When we vilify an ex, we mentally replay everything negative they ever did to us. We hyper-focus on their flaws, make interpretations about their motives, their mental health, think of them as warped and perhaps even immoral or psychopathic. This is upsetting, but vilifying an ex momentarily provides relief from the heartache that comes with loss. It also takes the focus away from what our role may have been in the demise of the union.
Alternatively when we idealize an ex, we mentally replay every positive interaction building the ex up to be something that perhaps they never were -- perfect. We imagine ourselves as worthless, unless we can be with this perfect deity. This too is painful because each time the ex is put in the golden light, we cast a dark shadow on ourselves. Idealizing, just like the act of vilifying, distracts us from the grief and from the need to accept the loss as real. Idealizing an ex gives the mind a softer focus in a world that otherwise seems to promise nothing going forward but pain and misery.

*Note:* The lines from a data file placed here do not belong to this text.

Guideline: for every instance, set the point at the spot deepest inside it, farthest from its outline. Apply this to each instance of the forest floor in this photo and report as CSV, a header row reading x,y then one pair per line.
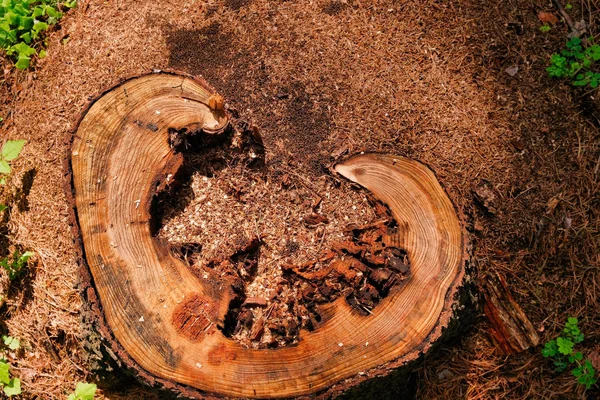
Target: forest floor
x,y
460,86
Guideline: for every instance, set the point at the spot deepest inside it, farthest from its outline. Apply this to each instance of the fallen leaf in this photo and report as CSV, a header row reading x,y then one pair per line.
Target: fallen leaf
x,y
551,205
512,70
547,18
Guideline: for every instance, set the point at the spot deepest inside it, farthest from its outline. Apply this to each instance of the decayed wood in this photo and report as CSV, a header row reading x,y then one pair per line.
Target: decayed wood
x,y
165,320
509,326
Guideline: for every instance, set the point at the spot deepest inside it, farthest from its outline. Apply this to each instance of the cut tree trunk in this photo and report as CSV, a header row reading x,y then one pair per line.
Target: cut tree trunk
x,y
164,321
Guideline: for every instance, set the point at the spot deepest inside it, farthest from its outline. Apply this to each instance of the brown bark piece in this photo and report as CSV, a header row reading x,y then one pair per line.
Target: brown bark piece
x,y
164,319
509,326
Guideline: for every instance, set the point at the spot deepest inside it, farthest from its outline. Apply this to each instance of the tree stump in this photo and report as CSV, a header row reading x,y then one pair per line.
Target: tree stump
x,y
163,320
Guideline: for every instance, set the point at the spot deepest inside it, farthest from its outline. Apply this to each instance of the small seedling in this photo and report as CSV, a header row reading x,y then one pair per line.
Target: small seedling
x,y
11,342
83,391
561,351
22,24
16,266
577,63
11,386
10,151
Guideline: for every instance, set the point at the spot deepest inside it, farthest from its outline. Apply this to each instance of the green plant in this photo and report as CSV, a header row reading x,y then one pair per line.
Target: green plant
x,y
10,151
22,23
83,391
577,63
11,386
561,351
11,342
16,266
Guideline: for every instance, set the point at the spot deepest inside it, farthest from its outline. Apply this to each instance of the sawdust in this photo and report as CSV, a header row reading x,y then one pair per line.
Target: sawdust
x,y
423,79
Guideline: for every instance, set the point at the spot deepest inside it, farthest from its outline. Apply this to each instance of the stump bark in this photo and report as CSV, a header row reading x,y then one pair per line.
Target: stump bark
x,y
163,321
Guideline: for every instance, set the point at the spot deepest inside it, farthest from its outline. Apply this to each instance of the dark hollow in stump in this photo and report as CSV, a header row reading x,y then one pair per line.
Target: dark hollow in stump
x,y
165,320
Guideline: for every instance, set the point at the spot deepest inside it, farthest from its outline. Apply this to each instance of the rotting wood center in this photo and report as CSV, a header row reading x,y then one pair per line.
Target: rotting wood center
x,y
285,264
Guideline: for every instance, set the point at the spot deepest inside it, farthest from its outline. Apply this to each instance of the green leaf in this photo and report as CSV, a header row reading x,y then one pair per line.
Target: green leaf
x,y
550,349
12,149
83,391
4,167
4,374
23,62
40,26
11,342
23,49
13,388
560,366
26,37
565,345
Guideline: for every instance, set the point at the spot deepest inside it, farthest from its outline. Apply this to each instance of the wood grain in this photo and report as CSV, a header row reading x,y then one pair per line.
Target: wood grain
x,y
166,319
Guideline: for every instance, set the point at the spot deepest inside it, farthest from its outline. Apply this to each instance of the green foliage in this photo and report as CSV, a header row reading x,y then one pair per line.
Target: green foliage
x,y
562,351
10,151
11,386
83,391
11,342
22,23
16,265
577,63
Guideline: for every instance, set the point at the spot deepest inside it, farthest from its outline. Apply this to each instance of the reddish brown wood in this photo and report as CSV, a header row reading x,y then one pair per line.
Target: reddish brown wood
x,y
509,326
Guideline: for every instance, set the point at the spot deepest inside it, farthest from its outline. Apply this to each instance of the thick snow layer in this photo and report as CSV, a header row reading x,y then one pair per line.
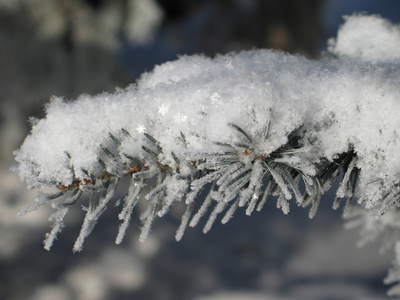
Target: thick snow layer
x,y
344,104
369,38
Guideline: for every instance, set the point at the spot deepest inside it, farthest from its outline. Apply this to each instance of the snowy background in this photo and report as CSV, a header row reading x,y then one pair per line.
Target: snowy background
x,y
67,48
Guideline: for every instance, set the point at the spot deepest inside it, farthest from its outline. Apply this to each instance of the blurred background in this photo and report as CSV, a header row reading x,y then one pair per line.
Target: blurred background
x,y
69,47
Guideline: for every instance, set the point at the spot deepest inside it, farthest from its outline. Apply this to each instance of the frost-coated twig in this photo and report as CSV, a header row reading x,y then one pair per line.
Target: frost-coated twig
x,y
220,134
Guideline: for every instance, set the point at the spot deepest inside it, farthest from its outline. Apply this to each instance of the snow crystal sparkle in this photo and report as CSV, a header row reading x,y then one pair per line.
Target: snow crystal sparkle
x,y
240,127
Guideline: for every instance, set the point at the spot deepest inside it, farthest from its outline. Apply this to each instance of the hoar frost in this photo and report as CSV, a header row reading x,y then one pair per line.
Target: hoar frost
x,y
240,127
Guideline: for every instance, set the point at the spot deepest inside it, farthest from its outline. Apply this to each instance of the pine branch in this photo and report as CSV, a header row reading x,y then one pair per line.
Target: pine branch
x,y
227,134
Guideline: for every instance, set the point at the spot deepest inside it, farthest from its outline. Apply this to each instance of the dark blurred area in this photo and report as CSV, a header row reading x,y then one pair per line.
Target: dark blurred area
x,y
69,47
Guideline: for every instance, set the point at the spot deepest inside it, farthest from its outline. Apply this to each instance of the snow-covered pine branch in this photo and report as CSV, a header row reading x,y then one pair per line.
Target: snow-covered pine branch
x,y
236,129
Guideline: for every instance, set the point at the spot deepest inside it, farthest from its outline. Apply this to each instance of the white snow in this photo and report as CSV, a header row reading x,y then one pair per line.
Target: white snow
x,y
191,107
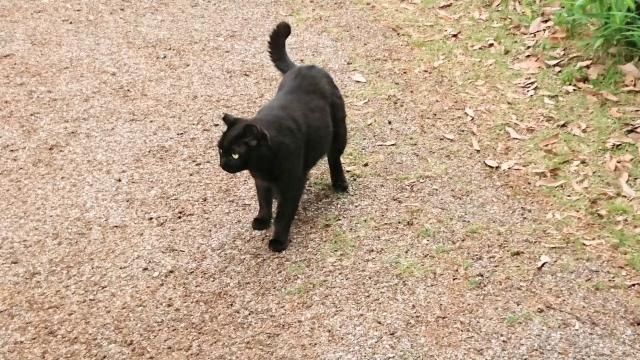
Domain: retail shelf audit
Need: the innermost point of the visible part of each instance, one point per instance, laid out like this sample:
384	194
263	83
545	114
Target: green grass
476	229
599	286
441	249
426	233
296	268
634	261
463	65
341	242
474	282
300	289
611	23
512	320
408	267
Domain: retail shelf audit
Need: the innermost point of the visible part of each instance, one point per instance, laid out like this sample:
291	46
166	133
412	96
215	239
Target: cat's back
307	80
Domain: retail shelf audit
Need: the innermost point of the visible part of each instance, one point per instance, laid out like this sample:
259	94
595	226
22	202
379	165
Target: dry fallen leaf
443	15
595	71
530	65
626	190
359	78
513	133
583	64
629	80
475	144
607	95
549	140
611	162
469	112
629	69
543	260
507	165
593	242
620	138
550	182
535	25
614	113
553	62
575	129
491	163
577	187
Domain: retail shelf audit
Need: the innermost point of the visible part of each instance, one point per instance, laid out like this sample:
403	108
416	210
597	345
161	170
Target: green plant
441	249
426	233
512	320
408	267
474	282
612	22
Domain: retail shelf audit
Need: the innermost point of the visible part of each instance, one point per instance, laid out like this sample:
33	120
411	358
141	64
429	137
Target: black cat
305	121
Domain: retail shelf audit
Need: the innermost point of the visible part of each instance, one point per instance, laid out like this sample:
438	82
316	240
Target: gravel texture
121	238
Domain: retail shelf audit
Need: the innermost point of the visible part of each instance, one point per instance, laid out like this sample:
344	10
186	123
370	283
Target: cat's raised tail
277	48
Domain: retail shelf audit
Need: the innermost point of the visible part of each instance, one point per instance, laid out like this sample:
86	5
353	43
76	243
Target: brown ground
120	237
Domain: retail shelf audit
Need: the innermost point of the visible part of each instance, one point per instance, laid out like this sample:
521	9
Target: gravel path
121	238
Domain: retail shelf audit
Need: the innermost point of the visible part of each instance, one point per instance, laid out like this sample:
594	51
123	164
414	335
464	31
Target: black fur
305	121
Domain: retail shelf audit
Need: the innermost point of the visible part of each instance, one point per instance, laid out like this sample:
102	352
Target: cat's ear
255	134
229	120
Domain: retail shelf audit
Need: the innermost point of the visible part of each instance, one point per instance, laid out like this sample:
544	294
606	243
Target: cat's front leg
287	207
265	200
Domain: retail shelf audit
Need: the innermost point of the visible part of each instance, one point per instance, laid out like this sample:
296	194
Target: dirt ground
121	238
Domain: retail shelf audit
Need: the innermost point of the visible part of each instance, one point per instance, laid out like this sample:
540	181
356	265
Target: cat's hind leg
265	200
338	144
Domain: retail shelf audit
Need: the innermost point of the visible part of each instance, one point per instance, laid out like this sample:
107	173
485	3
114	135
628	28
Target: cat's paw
340	186
260	224
278	245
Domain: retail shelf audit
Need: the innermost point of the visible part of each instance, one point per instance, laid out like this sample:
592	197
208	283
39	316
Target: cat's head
239	143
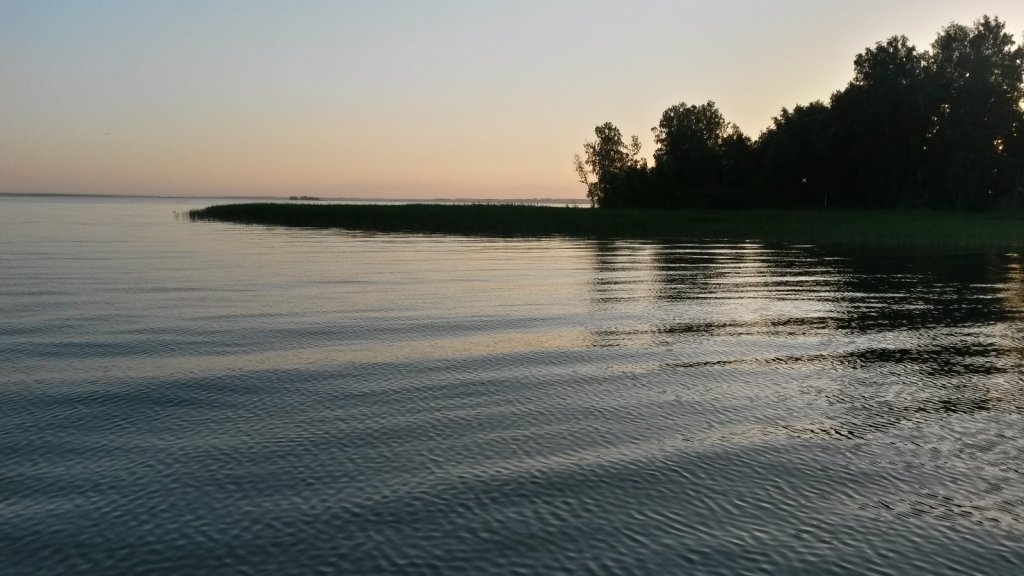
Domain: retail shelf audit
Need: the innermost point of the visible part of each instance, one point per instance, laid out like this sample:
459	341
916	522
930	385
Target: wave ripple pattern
184	398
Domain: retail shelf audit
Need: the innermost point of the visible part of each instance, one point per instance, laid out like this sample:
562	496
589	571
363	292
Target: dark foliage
941	128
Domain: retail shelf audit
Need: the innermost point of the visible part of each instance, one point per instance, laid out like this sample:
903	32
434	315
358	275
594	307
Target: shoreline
872	228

If while you manage your break up or divorce you notice yourself drifting into either of these two potential obsessions, consider that vilifying and idealizing actually prolong the grief process. Develop awareness for each time you are vilifying or idealizing your ex and redirect your attention to your own feelings about the loss. Remind yourself that vilifying or idealizing are distraction techniques that will keep you mired in regrets.
If you are going to extremes about the character of your ex, consider doing a relationship autopsy where you take a calculated, rational look at the facts of the relationship -- your role and your ex's role. I describe how to conduct a thorough relationship autopsy in my pocket guide to Breaking Up and Divorce, How to Heal and Be Comfortable Alone.
The goal of the autopsy is to think about your relationship, but in a constructive and realistic manner. After all, it's natural to at first obsess as your brain comes to terms with a new reality. The obsessing is the first stage in the brain's massive reboot as it eventually accepts the loss as real.
When you obsess, write down the facts of your role and your ex's, the good, the bad and the ugly. Write the story of what really happened so that you can healthfully grieve and eventually move on.
Without this step, of taking a cold, hard look at the reality of your relationship (not an overly positive or negative perspective) and experiencing the feelings this engenders, you will remain stuck in unproductive thinking about your partner. Examining the facts eventually liberates.
There is always a backstory to a relationship ending, and it usually tells a little about how both parties have some responsibility in what transpired. Write your relationship story. Then let yourself feel it. This will help you let go.